Deductible medical and dental costs include those that you paid for not only yourself, but your spouse and dependents as well. If you were reimbursed by insurance, the deduction will be reduced by this amount. Expenses can include almost anything related to diagnosis, treatment, or prevention, including premiums and travel, such as public transit, parking fees, and more. From acupuncture to artificial limbs, contact lenses, hospital care, and more, the IRS has provided a long list here.

How to Deduct

You must itemize these deductions on your taxable income Form 1040, Schedule A. This means itemizing your other deductions too, which will be worth the hassle since you will most likely exceed the cap for a standard deduction. Make sure to follow Schedule A instructions carefully and keep all receipts for these expenses, especially digital copies.

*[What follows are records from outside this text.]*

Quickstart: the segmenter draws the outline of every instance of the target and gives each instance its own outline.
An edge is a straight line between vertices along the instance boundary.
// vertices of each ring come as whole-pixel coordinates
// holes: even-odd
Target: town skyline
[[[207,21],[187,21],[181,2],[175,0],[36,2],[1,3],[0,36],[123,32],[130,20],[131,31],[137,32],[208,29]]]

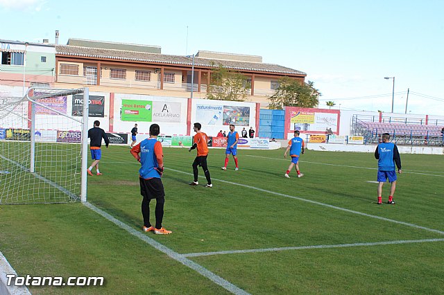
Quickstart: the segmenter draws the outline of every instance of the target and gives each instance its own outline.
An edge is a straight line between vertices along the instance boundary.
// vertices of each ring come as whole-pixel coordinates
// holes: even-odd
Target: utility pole
[[[407,102],[409,102],[409,92],[410,92],[410,88],[407,88],[407,99],[405,100],[405,114],[407,114]]]

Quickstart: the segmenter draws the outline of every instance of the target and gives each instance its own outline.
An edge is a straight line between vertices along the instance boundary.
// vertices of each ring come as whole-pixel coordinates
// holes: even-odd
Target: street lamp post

Although nearing an end, there is a temporary exception for the 10% rate (as it was previously 7.5%) until December 31, 2016 for those aged 65 or older and their spouses. In this case, individuals are allowed to deduct unreimbursed medical expenses that exceed 7.5% of one’s AGI. Beginning in 2017, all taxpayers will only be able to deduct medical expenses after 10%.

What About HSA and FSA?

Unfortunately, you cannot reap double benefits if you used either a Health Savings Account or Flexible Spending Account to pay for medical expenses, as these funds are usually withdrawn on a tax-free basis.

Consult your tax professional when contemplating deducting your medical expenses, as it takes more concerted effort and time, complicating your tax return, and increasing the chances for errors. However, if your medical expenses took up a significant portion of your income, it can very well be worth it.